Дайана, которая смазывала цепное колесо по-паучьи тонкого десятискоростного велосипеда, обернулась, улыбаясь. Из кармана рубашки она вытащила пять пластин жевательной резинки, разложив их в руке веером, словно карты в покере. Со счастливым смехом Лео бросился к ней — с развевающимися на ветру волосами, с зажатым в руке шариком, оставив Ларри позади. Эта идея о белых червях под улыбкой Гарольда… откуда Джо («Нет, Лео, его зовут Лео, по крайней мере я в это верю») взял такую изощренную — и такую ужасную — идею? Этот мальчик побывал в состоянии полутранса. И не только он; как много раз за те несколько дней, которые они здесь, Ларри видел людей, останавливающихся, как вкопанные, посреди улицы с ничего не видящими глазами, а затем шедших дальше? Все изменилось. Казалось, весь спектр человеческого восприятия поднялся на целый уровень. Это чертовски пугало.

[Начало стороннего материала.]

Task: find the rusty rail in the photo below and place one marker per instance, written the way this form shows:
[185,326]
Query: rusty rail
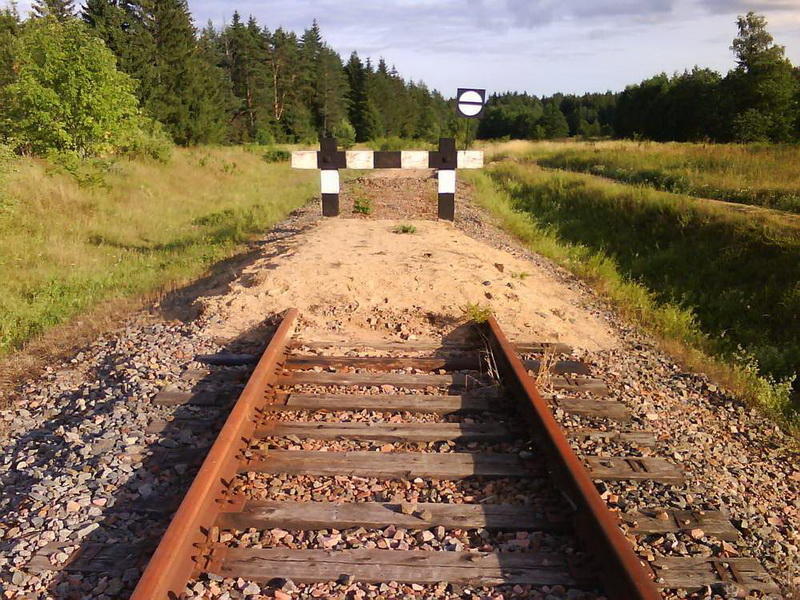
[184,545]
[622,572]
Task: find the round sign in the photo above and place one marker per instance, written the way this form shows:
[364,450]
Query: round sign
[470,102]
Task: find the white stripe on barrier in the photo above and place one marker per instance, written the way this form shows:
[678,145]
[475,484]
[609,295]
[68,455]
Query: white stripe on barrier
[470,159]
[360,159]
[447,182]
[414,159]
[365,159]
[329,181]
[304,159]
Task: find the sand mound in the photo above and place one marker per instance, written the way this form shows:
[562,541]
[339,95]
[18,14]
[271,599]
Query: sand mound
[359,278]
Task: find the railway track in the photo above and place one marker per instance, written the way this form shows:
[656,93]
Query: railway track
[434,467]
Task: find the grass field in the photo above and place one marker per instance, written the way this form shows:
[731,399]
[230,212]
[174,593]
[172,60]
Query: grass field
[761,175]
[721,287]
[121,228]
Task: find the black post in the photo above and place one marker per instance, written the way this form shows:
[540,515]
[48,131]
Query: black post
[446,161]
[329,161]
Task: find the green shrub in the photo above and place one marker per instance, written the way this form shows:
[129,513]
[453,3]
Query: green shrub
[273,155]
[66,93]
[477,313]
[362,205]
[148,141]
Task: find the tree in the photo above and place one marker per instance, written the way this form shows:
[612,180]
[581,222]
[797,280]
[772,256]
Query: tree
[358,99]
[185,92]
[763,86]
[9,29]
[58,9]
[66,94]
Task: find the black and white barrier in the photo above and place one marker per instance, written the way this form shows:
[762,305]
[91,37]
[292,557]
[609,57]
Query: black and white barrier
[446,160]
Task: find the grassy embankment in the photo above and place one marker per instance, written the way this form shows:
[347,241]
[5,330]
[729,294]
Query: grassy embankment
[125,228]
[756,174]
[720,288]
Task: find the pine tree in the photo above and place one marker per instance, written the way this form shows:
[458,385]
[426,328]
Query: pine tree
[59,9]
[245,48]
[358,98]
[9,29]
[184,95]
[763,85]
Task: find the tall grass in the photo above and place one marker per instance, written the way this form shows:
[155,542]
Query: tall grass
[720,289]
[131,227]
[757,174]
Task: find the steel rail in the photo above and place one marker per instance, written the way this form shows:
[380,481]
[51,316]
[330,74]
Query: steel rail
[182,548]
[624,576]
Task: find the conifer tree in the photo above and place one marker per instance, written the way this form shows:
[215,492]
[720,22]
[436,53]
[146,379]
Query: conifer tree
[58,9]
[763,84]
[185,94]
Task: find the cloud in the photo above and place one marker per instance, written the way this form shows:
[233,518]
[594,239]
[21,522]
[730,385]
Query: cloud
[743,6]
[542,12]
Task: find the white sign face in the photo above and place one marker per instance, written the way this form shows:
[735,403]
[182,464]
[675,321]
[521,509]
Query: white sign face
[470,102]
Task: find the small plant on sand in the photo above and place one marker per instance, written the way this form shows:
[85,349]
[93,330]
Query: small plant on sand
[479,313]
[545,373]
[362,205]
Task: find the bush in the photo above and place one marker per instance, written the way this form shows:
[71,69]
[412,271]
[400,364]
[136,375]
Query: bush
[277,155]
[149,141]
[362,205]
[7,158]
[66,93]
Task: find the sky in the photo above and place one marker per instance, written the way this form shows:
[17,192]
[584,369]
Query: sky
[538,46]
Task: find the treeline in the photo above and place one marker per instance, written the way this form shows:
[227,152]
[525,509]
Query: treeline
[757,101]
[522,116]
[122,74]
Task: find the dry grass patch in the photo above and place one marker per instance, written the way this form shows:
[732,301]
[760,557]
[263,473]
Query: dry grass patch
[131,228]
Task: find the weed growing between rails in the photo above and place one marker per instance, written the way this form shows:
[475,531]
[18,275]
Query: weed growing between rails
[675,324]
[67,245]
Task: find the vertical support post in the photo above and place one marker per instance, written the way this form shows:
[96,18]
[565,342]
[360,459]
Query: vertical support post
[446,160]
[329,161]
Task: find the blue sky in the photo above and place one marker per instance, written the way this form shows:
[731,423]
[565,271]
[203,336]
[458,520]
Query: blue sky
[539,46]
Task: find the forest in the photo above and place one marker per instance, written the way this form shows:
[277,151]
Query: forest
[116,76]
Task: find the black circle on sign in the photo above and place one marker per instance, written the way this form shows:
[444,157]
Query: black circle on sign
[470,102]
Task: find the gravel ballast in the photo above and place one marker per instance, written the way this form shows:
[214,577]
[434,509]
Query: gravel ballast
[87,458]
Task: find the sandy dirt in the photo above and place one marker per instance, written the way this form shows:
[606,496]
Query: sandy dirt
[358,277]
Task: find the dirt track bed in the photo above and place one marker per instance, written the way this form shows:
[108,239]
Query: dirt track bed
[78,459]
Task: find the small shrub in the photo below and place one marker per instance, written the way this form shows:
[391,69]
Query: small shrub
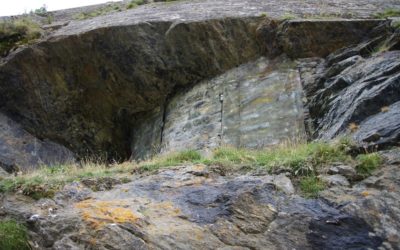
[311,186]
[135,3]
[13,236]
[368,163]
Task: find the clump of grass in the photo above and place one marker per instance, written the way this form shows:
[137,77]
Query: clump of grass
[13,236]
[311,186]
[302,159]
[173,159]
[135,3]
[368,163]
[288,16]
[111,7]
[46,181]
[388,13]
[17,32]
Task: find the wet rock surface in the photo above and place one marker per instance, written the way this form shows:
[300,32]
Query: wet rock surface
[20,151]
[356,92]
[87,84]
[184,208]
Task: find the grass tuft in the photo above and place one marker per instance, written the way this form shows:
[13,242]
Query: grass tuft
[388,13]
[301,159]
[311,186]
[17,32]
[13,236]
[368,163]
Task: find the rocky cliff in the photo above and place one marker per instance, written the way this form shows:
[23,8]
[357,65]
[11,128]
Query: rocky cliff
[199,75]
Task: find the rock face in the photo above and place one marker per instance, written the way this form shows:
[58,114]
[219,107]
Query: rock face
[357,94]
[102,88]
[194,208]
[22,151]
[221,111]
[201,74]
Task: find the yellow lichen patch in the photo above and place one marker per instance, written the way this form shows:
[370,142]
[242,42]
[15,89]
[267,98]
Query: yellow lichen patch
[100,213]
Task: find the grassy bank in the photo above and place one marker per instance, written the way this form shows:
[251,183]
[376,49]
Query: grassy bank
[301,160]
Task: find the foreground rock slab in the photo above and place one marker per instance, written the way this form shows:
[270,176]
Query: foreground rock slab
[193,207]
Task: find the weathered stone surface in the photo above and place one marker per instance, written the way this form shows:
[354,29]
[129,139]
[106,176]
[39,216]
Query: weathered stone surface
[20,151]
[178,208]
[345,170]
[376,200]
[334,180]
[319,38]
[83,85]
[99,79]
[361,97]
[255,105]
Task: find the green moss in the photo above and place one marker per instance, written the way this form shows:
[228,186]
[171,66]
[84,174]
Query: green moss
[17,32]
[135,3]
[111,7]
[13,236]
[368,163]
[388,13]
[311,186]
[303,159]
[173,159]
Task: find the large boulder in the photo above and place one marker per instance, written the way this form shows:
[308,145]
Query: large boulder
[356,92]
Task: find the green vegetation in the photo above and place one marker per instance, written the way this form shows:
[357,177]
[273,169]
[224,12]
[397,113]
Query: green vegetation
[388,13]
[111,7]
[135,3]
[13,236]
[368,163]
[42,11]
[17,32]
[311,186]
[303,160]
[288,16]
[44,182]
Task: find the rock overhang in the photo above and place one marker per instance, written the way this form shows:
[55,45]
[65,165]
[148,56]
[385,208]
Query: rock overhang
[108,69]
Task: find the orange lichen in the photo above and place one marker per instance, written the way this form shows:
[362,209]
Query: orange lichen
[99,213]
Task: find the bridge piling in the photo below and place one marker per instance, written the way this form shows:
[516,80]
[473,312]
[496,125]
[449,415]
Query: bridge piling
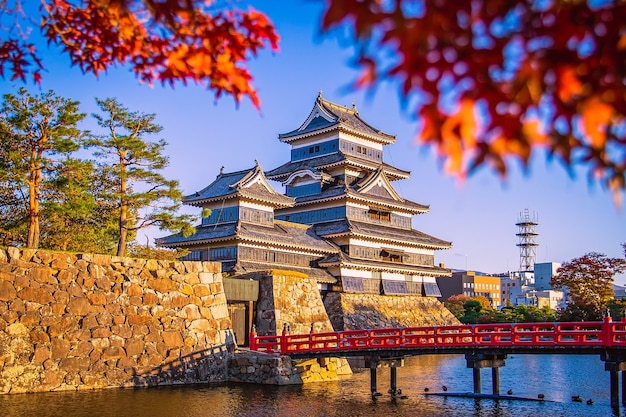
[373,363]
[495,381]
[624,387]
[373,388]
[478,361]
[476,378]
[614,363]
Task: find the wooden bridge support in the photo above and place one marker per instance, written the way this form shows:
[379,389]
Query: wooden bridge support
[615,363]
[478,361]
[392,363]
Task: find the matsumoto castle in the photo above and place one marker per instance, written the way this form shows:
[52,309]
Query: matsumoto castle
[340,220]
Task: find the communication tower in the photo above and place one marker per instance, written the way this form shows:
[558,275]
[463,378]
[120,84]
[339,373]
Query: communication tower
[527,253]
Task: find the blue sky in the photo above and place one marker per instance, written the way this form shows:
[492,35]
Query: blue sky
[478,216]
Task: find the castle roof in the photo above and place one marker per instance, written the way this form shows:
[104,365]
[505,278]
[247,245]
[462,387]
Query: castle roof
[329,116]
[320,275]
[334,160]
[380,233]
[343,260]
[250,184]
[282,234]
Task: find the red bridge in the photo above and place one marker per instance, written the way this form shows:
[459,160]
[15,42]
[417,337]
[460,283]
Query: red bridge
[484,346]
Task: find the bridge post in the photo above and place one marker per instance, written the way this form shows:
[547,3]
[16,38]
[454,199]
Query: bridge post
[479,360]
[373,388]
[614,363]
[476,378]
[624,387]
[495,381]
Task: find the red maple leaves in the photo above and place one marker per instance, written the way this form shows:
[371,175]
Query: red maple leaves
[495,79]
[162,40]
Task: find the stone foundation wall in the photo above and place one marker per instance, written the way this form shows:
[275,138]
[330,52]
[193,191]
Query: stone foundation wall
[292,299]
[370,311]
[273,369]
[82,321]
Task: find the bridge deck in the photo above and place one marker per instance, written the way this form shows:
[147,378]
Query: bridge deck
[605,337]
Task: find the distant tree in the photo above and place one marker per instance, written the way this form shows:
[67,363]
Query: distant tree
[589,280]
[37,133]
[136,250]
[492,81]
[78,217]
[166,41]
[143,197]
[455,304]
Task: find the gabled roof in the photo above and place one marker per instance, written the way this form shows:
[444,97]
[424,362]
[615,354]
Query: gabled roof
[320,275]
[283,234]
[248,184]
[332,160]
[380,233]
[373,195]
[345,261]
[328,116]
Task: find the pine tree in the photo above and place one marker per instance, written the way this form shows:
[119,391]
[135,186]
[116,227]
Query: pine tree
[132,168]
[36,134]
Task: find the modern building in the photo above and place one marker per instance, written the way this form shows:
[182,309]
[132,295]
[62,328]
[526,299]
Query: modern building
[340,221]
[543,274]
[472,284]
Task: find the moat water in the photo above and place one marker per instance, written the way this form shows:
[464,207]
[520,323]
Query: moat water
[557,377]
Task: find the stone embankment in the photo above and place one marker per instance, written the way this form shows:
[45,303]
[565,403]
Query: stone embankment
[81,321]
[274,369]
[369,311]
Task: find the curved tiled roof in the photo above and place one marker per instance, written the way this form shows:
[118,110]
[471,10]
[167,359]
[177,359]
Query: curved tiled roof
[327,115]
[379,232]
[332,160]
[281,234]
[370,264]
[320,275]
[342,191]
[250,183]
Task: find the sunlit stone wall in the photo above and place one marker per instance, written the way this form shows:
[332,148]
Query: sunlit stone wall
[83,321]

Ларри заставил свои ноги двигаться и направился туда, где Лео и Дайана делили жвачку.
В тот день Стью застал Франни за стиркой в маленьком дворике их дома. Наполнив таз водой, она всыпала туда чуть ли не полпачки порошка и размешала все ручкой швабры до образования густой белой пены. Она сомневалась, правильно ли все делает, но она ни за чтo на свете не пойдет к матушке Абигайль и не выкажет своего невежества. Франни погрузила одежду в воду, а вода была ледяной, затем прыгнула туда с мрачным видом и начала старательно шлепать ногами, как сицилийка, давящая виноград. «Новая модель стиральной машины «Мэйтэг-5000», — подумала она. — Метод взбивания обеими ногами, совершенный для ярких красок тончайшего нижнего белья, и…».
8
Boot— ботинок; обертка; выражение «to have one's heart in one's boots» означает «в страхе», «душа в пятки ушла» (англ.).